As you can see in the example, every value can be defined by its position based on its labels. For example, the value at `PK`/`Genre` is `Comedy`. In pandas, this would be `movies.loc['PK', 'Genre']`.

Also, every value cab be defined by its position. For example, in the second row, and first column, the value is `2001`. In pandas this would be `movies.iloc[1, 0]` (remember that in Python, the first index is `0`, the second is `1`...)

**Exercise:** Can you obtain the value in the column `storyline`, and the row `tt2905838` in the movies `DataFrame`. Can you guess which is the movie? :)

To select a whole column from a `DataFrame` (which will be a `Series`) we can use `movies['rating']` (like getting a value from a `dict`). If the name of the column does not contain special characters, we can also use `movies.rating` (like for a class attribute or a `namedtuple`).

Then, we can perform operations with the resulting `Series`:
- Compute the maximum, the minimum, the median, or any other provided statistic:
   - `movies['rating'].min()`
   - `movies['rating'].max()`
   - `movies['rating'].median()`
- Double the rating of each movie (if we feel generous): `movies['rating'] * 2`
- Make comparisons: `movies['rating'] > .8` (this will return a `Series` with `True` and `False` values, depending on whether the condition is satisfied in each row)

The last point is quite important, as boolean `Series` can be used to filter the data. The syntax is `movies[condition]` where condition is a `Series` or boolean values. Note that the syntax is the same as `movies[column_name]`, and pandas will check what is the type and size of what is between the squared brackets, to decide whether to return a column, or a filtered `DataFrame`.

**Exercise:** Return all the movies that have a rating greater than `9.5` and that their year is later than 2015.

### Extracting information

There is some information that needs to be transformed before we can use it. For example, the column with the number of votes. If you take a look, you can see how instead of having the number of votes as a number, the column contains a string including thousand separators (e.g. `1,000`). This is how it was presented in the original source.

But this format is not appropiate to do operations. For example, if we want to check the smallest (`.min()`) or the largest (`.max()`) number of votes in our data, we're not getting the right results. This is because when dealing with strings, `'9'` is greater than `'10'` in the same was `z` is "greater" than `ab`.

**Exercises:**
1. Create a new column `rating_votes` with the number of votes converted as a number. The first step is to get a string representation that does not contain the commas. This can be done with the method `.str.replace()`, replacing the commas with empty strings. Second is to convert the column type, from a Python object to a float representation. This can be done with the method `.astype()`.

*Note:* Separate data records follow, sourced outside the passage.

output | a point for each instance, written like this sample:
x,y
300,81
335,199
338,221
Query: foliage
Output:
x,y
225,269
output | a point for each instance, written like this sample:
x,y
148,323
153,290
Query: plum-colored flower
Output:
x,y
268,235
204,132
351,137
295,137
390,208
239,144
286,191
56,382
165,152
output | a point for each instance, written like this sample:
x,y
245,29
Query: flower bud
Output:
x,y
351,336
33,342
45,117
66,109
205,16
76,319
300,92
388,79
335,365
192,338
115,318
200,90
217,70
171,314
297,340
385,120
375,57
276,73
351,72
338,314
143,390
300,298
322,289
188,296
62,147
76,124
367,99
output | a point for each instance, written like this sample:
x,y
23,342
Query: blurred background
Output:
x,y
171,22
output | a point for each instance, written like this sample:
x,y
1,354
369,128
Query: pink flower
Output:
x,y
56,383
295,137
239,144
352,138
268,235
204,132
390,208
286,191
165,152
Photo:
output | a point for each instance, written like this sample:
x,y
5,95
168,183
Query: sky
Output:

1. Get the smallest and largest values for the number of votes.

1. Check how many missing values we have in the data (pandas provides the methods `.isnull()` and `.notnull()`). Remember that in Python, `True == 1` and `False == 0`, so you can sum `True` and `False` values.

1. Plot a histogram of the data, to get an idea on the frequency of the number of votes. pandas provides a `.hist()` method. You can play with the parameter `bins` and see how the number of bins makes the plot change.

### Save data as JSON

Finally, in order to persist the data that we have created (by transforming the original data), we can export it. There are many formats supported by `pandas`, they are listed here:
- https://pandas.pydata.org/pandas-docs/stable/api.html#id12

The type of format used will depend on the case. Here there are some examples:
- csv: When we want to open the data with a spreadsheet (discourage in other cases, as it looses type information, and it's inefficient)
- json: When there are complex data structures we want to preserve (like `list`, `dict`...)
- hdf and parquet: When we want to save the data in an efficient way (consume less storage and load faster)

**Exercise:** Save the data as JSON. Try saving just couple of rows first, with different values of `orient`, to see which one looks more appropriate. Also test how the parameter `lines` affects the output.